Lxd remote add <name> <fqdn> fails with "device or resource busy"

lepeuvedic · December 2, 2022, 5:29pm

My problem was the sudden loss of functionality of a PostgreSQL database backup script, which relied on lxc exec kubb:[container] – ls /var/lib/postgresql/backups in order to retrieve the list of database dumps. The command ran every night from my ordinary user crontab.

The remote server kubb and the local computer both run Ubuntu 20.04 LTS and LXD 5.8 from the snap. The database runs alone in a system container over Ubuntu 18.04.5 LTS and was deployed by Juju.

I quickly found out that the TLS certificate of the local computer stored on kubb was not the right one. It means that somehow, an update had changed LXD’s certificate on the local computer. The local computer does not run any container. The LXD snap in installed only to be able to communicate with the remote LXD.

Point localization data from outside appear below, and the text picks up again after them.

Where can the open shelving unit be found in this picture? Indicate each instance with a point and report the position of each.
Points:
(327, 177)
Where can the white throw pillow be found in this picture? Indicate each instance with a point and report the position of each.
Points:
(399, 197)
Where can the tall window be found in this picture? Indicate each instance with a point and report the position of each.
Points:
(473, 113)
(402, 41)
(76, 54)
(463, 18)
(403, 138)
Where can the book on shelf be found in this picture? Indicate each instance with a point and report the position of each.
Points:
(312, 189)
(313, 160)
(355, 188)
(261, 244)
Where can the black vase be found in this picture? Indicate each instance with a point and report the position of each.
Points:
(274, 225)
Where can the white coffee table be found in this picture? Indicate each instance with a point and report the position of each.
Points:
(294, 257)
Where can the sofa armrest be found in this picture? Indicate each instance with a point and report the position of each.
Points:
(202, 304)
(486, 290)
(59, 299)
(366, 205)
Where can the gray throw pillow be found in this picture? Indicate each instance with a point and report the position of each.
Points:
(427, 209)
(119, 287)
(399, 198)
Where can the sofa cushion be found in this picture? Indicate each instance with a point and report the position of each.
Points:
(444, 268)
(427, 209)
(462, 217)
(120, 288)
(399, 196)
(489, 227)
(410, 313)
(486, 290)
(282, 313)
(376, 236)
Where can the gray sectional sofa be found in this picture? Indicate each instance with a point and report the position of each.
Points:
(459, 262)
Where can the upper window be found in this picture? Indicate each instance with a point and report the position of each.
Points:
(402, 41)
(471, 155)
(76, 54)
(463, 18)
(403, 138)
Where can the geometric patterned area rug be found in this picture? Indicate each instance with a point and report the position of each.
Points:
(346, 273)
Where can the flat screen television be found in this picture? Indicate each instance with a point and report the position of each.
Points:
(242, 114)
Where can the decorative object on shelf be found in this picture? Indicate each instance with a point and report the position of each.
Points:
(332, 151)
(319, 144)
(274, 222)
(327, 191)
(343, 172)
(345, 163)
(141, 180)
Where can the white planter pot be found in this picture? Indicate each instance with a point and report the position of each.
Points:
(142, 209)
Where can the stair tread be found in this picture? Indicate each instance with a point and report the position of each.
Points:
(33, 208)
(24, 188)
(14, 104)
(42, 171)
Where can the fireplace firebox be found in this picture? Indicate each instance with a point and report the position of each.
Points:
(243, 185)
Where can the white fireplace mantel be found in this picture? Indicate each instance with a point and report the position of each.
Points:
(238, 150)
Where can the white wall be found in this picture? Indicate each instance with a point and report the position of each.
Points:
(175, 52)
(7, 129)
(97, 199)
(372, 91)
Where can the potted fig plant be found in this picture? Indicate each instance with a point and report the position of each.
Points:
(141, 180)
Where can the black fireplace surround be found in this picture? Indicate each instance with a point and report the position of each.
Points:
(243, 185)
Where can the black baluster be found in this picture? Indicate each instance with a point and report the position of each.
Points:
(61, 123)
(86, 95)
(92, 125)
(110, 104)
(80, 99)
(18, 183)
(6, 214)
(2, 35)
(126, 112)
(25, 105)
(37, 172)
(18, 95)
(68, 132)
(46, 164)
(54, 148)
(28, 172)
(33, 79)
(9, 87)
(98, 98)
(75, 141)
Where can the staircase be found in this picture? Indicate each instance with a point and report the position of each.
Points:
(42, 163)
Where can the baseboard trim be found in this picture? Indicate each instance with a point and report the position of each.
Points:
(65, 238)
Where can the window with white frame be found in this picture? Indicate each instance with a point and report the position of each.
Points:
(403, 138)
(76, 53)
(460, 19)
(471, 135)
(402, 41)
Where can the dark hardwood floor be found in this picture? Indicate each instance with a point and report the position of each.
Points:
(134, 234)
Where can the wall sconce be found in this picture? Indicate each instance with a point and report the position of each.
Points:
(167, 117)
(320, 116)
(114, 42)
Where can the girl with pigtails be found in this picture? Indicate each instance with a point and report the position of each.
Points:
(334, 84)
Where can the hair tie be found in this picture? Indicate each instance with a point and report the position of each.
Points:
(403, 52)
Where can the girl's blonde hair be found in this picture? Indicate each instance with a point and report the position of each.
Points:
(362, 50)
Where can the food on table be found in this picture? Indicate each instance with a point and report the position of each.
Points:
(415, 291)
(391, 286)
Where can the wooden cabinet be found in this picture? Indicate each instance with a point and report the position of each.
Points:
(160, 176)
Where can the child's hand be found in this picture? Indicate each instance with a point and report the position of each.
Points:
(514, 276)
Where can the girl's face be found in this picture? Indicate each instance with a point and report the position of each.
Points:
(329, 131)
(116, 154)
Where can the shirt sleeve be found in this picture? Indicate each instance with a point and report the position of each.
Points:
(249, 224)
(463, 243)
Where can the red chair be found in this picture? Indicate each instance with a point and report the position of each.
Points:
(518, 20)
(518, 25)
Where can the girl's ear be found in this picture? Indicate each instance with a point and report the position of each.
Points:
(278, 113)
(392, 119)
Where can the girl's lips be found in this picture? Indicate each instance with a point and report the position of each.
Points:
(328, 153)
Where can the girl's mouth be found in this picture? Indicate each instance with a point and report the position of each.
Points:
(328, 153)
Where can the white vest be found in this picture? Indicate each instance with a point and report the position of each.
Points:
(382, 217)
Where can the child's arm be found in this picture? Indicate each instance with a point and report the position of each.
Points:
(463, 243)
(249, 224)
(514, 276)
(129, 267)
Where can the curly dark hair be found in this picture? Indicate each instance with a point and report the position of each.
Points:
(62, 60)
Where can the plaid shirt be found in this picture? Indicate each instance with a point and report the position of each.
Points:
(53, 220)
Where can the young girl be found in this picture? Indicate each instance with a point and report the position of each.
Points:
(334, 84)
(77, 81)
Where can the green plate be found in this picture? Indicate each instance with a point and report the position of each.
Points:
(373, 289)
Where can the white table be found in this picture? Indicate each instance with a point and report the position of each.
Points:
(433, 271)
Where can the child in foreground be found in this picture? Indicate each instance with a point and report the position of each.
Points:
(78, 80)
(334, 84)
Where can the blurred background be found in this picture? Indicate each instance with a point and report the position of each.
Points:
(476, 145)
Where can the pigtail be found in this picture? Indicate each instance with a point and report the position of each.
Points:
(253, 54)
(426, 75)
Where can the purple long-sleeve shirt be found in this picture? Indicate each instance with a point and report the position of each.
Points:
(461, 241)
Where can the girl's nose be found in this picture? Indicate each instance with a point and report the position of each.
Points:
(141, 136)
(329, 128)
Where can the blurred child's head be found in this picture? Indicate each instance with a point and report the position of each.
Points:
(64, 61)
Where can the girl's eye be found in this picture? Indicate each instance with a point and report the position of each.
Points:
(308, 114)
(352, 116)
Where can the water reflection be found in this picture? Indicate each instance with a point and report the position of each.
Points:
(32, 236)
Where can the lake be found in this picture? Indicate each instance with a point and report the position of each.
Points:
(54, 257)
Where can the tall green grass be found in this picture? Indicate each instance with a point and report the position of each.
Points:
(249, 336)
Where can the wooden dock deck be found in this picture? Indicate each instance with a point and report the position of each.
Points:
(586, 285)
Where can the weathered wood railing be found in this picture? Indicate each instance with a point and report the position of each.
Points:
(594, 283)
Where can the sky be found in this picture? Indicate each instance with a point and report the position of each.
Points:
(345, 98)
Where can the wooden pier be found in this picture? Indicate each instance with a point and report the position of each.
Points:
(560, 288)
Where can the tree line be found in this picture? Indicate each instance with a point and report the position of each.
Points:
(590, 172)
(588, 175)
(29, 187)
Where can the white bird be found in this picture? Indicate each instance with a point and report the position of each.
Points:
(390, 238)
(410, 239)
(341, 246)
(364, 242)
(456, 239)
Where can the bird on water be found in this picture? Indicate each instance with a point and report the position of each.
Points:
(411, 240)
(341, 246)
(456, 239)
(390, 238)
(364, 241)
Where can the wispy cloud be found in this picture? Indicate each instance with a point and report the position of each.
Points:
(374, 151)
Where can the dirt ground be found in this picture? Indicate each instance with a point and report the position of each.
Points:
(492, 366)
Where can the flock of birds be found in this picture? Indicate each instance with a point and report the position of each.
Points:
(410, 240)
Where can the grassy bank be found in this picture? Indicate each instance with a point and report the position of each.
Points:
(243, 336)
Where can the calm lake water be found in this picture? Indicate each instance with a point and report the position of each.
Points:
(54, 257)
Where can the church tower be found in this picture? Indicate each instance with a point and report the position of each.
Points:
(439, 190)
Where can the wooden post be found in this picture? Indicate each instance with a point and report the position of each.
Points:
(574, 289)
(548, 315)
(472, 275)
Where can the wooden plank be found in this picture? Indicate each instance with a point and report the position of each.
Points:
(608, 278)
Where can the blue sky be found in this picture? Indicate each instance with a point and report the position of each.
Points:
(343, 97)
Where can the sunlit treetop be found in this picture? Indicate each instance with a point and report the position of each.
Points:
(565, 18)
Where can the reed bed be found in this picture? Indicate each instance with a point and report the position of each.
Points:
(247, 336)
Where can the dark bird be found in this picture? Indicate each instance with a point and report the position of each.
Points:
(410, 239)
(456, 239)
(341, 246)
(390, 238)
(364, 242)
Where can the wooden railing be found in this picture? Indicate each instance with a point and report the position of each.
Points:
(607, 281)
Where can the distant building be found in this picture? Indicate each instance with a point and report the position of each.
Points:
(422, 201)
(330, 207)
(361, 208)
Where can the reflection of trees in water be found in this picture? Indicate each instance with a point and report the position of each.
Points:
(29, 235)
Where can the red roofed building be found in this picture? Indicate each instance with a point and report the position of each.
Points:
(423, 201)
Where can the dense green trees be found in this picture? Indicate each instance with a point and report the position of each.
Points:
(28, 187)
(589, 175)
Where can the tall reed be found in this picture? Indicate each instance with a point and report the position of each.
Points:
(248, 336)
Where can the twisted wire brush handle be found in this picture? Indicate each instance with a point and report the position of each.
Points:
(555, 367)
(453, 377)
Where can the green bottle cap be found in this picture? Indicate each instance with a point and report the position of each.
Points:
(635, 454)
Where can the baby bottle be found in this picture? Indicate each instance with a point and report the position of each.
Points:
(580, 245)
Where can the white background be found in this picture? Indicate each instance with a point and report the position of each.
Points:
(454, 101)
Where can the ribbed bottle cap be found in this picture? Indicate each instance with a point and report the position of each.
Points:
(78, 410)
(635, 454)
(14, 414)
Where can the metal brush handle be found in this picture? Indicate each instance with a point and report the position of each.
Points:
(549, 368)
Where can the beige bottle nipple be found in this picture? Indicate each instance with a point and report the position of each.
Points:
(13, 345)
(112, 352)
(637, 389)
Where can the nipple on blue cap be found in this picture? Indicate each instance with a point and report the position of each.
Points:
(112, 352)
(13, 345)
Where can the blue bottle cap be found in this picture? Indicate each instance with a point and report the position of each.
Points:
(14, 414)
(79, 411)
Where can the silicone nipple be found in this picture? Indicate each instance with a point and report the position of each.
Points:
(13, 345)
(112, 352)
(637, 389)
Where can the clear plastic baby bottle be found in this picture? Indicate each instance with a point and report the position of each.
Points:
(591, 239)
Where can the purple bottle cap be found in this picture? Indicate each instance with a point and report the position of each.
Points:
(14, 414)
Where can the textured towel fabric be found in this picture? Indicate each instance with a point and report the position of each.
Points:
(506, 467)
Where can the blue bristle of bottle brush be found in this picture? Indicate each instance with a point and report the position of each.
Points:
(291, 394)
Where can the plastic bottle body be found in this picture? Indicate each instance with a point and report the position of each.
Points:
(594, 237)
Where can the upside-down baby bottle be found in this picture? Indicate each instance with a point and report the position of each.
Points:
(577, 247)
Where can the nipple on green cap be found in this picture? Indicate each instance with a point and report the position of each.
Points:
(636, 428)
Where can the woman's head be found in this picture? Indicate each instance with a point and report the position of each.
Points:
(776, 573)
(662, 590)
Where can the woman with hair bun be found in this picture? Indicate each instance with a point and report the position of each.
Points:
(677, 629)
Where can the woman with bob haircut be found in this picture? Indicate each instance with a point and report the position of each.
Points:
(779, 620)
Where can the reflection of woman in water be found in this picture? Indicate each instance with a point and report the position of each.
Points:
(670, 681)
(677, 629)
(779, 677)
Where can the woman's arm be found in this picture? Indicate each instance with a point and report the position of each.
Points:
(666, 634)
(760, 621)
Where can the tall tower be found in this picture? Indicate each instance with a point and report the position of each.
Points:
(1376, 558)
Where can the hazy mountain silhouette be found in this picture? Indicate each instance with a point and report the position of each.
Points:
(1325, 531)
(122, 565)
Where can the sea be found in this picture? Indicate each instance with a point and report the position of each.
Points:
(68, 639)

The LAN runs over WiFi, has complete and working name resolution: both computers have the same configuration in /etc/nsswitch.conf. Docker is installed on the local computer, but not in use. When they need to resolve each other’s name, both computers have to use libnss_resolve.so.2, which contacts the local DNS resolver proxy, which relies on the LAN router to resolve local names, using the database of DHCP leases.

The LAN router also resolves Internet DNS and acts as a proxy for all the LAN nodes, distributing its own IP via DHCP as the name resolution service.

All the nodes can be resolved properly either as simple names (“kubb”), with the local domain (“kubb.lan”), using msdns (“kubb.local”). Using “ping”,

“kubb.lan” resolves to the global IPv6 address,
“kubb.local” resolves to an IPv6 temporary address
“kubb” resolves to the IPv6 LAN (more permanent) address

Of course, commands like resolvectl query cannot resolve msdns .local addresses, because they skip the name service switch stage and jump directly to DNS resolution.

/etc/nsswitch.conf

passwd: compat systemd
group: compat systemd
shadow: compat

hosts: myhostname mymachines files docker [NOTFOUND=return] mdns_minimal [NOTFOUND=return] resolve
networks: files

protocols: db files
services: db files
ethers: db files
rpc: db files

netgroup: nis

I made backups work again by removing the client certificate from kubb and adding it again.

Even though both nodes have fixed IPv4 addresses in the current router configuration, I don’t like rely on hardcoded IP in local configuration files. I therefore tried to add back the client using:

$ lxc remote add kubb kubb.lan --auth-type tls

on the local computer. This command also failed with the message

Error: Get “https://kubb:8443/1.0”: lookup kubb: device or resource busy

The error is clearly hinted as a name resolution error, even though the error code looks strange.

wget runs fine with this URL, as long as the option –no-check-certificate is given, since LXD certificates live in a closed world of self-signed certificates, which are no longer accepted by default on the world wide web.

I used strace on the lxd command to see what was going on, and I noticed that all the attempts to load “libnss_resolve.so.2” failed with ENOENT, including a couple of locations where the file actually existed. I did not find any trace of a chroot call, which might have changed the meaning of file paths.

If the Glibc name resolver cannot load the resolve plugin, it is unable to use DNS to resolve domain names. lxd fails to load all the nss plugins excepted “/lib/x86_64-linux-gnu/libnss_files.so.2”, but the /etc/hosts file is kept empty.

Of course, if an IP address in quad notation or an IPv6 address are given, lxd does not need the resolver at all, and the command succeeds (after validation of the server fingerprint, and input of the token).

So my question is: why is lxd unable to use the system level name resolution strategies as described in /etc/nsswitch.conf ?